This pip-install takes about a minute.

In [None]:
%%capture
%pip install opik-optimizer

In [None]:
import opik_optimizer
opik_optimizer.__version__

'0.7.3'

In [None]:
import opik

# Configure Opik
opik.configure()

OPIK: Your Opik API key is available in your account settings, can be found at https://www.comet.com/api/my/settings/ for Opik cloud


Please enter your Opik API key:··········


OPIK: The API key provided is not valid on https://www.comet.com/. Please try again.


In [None]:
import os
import getpass
if "OPENAI_API_KEY" not in os.environ:
    os.environ["OPENAI_API_KEY"] = getpass.getpass("Enter your OpenAI API key: ")

To save time (and money) durring this demonstration, we have capture the results of a previous run of all of these LLM interactions. Our goal is to make this not cost any money. However, we of course can guarantee that. **Use at your own risk**!

To capture the perviously cached results:

In [None]:
from opik_optimizer.demo.cache import get_litellm_cache

get_litellm_cache("opik-workshop")

## The Dataset

In these set of experiments, we are going to use the **HotPotQA** dataset. This dataset was designed to be difficult for regular LLMs to handle. This dataset is called a "**multi-hop**" dataset because answering the questions involves multiple reasoning steps and multiple tool calls, where the LLM needs to infer relationships, combine information, or draw conclusions based on the combined context.

Example:

> "What are the capitals of the states that border California?"

You'd need to find which states border California, and then lookup each state's capital.

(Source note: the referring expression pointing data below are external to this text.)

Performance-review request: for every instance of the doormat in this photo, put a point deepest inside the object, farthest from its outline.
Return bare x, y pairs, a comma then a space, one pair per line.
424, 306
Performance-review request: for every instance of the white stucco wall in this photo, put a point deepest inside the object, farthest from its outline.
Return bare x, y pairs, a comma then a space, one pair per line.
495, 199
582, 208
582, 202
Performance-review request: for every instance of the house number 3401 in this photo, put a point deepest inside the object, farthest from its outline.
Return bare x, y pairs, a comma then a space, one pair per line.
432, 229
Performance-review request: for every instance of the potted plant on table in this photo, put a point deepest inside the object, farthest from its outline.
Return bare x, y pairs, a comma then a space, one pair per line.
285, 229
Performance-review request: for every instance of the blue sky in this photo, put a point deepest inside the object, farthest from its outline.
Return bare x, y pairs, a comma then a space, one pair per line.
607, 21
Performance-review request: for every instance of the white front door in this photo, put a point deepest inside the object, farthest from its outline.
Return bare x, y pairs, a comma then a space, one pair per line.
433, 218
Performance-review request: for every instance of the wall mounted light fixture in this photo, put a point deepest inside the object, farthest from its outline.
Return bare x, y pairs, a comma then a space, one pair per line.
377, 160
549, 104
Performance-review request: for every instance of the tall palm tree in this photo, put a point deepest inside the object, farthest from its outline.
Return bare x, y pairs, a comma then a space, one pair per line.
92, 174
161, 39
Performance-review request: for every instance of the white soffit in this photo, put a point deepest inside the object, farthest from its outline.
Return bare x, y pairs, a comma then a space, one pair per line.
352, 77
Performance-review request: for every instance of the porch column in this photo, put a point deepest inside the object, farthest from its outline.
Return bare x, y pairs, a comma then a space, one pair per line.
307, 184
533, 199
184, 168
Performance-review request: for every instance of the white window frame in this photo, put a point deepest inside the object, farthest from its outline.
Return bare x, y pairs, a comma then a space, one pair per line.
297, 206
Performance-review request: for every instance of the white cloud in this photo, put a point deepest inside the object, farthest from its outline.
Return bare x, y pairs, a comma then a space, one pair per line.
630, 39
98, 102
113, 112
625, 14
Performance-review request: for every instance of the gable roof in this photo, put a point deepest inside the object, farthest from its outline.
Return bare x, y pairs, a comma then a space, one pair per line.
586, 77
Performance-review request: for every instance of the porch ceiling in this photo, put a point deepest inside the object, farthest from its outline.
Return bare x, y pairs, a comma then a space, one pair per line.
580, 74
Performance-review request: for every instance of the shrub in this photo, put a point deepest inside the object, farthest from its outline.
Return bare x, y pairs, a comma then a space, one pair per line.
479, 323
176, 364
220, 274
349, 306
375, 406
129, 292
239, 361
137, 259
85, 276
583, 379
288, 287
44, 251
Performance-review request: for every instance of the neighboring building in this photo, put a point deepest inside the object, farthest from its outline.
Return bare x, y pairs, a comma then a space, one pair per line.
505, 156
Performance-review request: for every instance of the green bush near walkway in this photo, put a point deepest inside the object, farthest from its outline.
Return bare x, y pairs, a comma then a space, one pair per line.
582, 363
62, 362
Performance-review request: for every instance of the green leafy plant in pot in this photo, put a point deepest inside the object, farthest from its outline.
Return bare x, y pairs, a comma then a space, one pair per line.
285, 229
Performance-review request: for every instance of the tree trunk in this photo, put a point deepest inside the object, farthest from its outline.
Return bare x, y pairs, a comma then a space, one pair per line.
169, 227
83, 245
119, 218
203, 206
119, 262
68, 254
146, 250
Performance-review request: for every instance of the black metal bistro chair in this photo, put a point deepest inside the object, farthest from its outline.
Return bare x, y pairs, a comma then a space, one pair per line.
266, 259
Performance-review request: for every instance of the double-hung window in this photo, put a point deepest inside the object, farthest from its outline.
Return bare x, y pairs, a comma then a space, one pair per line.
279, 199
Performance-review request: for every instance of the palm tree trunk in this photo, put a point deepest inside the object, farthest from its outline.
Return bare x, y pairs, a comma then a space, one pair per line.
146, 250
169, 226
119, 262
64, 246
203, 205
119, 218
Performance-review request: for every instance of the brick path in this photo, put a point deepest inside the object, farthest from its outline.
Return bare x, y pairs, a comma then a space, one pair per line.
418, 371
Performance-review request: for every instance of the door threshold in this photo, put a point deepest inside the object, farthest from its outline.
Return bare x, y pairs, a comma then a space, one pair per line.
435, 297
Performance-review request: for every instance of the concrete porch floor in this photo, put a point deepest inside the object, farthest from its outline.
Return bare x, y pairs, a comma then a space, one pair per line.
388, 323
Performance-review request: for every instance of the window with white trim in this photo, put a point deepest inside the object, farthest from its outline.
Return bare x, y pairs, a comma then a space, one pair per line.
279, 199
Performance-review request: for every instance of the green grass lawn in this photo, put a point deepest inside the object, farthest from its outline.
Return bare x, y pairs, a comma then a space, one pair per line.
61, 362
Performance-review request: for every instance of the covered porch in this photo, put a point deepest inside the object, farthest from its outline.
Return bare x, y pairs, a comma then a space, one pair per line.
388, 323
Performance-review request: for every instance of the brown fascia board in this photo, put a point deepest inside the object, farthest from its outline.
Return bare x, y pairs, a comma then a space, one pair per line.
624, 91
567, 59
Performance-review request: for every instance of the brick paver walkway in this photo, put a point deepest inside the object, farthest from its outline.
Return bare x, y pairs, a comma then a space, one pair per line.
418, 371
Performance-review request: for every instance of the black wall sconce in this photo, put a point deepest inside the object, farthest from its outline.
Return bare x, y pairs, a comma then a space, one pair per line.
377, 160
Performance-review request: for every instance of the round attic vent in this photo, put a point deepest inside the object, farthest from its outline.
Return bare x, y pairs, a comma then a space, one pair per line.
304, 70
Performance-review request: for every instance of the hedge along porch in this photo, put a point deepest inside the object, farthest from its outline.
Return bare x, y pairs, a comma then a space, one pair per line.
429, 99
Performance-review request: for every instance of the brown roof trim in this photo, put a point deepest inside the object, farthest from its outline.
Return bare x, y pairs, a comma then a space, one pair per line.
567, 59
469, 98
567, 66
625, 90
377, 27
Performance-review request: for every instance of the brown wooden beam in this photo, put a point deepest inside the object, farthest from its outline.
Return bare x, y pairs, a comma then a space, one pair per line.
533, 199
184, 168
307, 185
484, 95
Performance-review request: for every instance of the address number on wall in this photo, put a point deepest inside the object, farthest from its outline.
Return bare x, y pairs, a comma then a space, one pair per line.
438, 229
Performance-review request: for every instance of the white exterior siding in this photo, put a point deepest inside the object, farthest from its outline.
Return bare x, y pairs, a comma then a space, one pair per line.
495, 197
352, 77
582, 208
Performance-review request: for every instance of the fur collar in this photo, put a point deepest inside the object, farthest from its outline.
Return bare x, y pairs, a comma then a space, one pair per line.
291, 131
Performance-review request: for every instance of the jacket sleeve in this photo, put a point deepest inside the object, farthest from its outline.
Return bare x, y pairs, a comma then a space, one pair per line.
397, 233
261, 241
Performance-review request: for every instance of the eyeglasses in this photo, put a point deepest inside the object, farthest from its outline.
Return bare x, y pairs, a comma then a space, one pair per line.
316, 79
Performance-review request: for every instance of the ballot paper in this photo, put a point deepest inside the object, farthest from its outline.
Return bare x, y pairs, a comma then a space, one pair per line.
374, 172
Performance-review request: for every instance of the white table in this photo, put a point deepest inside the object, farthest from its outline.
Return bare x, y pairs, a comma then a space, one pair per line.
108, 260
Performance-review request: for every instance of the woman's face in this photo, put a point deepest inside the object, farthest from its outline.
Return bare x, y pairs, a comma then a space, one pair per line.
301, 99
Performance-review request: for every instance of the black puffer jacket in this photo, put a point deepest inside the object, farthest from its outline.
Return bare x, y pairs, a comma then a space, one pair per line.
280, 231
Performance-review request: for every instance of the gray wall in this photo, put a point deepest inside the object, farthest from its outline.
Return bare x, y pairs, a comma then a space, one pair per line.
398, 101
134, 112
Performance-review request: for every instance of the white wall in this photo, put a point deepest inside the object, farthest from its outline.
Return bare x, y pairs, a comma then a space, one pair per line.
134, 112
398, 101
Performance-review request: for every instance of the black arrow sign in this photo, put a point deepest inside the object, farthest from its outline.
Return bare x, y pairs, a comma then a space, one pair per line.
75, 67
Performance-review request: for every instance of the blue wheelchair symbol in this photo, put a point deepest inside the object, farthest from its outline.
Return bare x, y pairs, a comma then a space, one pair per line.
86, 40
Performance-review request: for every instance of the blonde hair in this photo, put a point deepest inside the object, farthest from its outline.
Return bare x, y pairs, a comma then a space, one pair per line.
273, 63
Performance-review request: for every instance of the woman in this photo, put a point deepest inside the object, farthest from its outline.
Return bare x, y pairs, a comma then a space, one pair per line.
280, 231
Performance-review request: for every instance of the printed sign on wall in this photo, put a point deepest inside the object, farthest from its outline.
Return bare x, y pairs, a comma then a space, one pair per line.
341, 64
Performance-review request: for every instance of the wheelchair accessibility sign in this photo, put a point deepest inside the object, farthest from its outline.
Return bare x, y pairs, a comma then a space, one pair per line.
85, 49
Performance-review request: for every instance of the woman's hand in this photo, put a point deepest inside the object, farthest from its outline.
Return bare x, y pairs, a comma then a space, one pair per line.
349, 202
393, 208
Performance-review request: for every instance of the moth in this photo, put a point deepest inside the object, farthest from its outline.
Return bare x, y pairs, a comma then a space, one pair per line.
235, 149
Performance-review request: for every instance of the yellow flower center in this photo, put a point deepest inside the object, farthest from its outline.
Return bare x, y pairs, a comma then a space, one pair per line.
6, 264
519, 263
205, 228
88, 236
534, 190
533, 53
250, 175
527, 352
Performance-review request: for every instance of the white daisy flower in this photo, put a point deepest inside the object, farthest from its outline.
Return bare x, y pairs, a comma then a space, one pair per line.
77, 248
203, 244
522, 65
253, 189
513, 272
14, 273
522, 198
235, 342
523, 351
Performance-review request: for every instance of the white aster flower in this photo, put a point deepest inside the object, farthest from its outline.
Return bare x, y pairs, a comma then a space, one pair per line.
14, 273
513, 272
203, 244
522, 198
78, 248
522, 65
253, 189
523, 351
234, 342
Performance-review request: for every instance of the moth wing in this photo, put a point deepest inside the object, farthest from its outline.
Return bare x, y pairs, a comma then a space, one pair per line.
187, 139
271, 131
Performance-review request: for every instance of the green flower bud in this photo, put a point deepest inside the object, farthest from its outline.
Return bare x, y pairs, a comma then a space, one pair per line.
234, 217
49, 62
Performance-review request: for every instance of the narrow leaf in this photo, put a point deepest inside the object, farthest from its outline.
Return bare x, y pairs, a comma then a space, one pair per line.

The dataset has about 113,000 such crowd-sourced questions that are constructed to require the introductory paragraphs of two Wikipedia articles to answer.

[1] The name "HotPot" comes from the restaurant where the authors came up with the idea of the dataset.

In [None]:
from opik_optimizer.demo import get_or_create_dataset

opik_dataset = get_or_create_dataset("hotpot-300")

Let's take a look at some dataset items:

In [None]:
rows = opik_dataset.get_items()
rows[0]

In [None]:
rows[1]

## Opik Project

All LLM traces in Opik are saved in a "project". We'll put them all in the following project name:

In [None]:
project_name = "optimize-workshop-2025"

## The Metric

Choosing a good metric for optimization is tricky. For these examples, we'll pick one that will allow us to show improvement, and also provide a gradient of scores. In general though, this metric isn't the best for optimization runs.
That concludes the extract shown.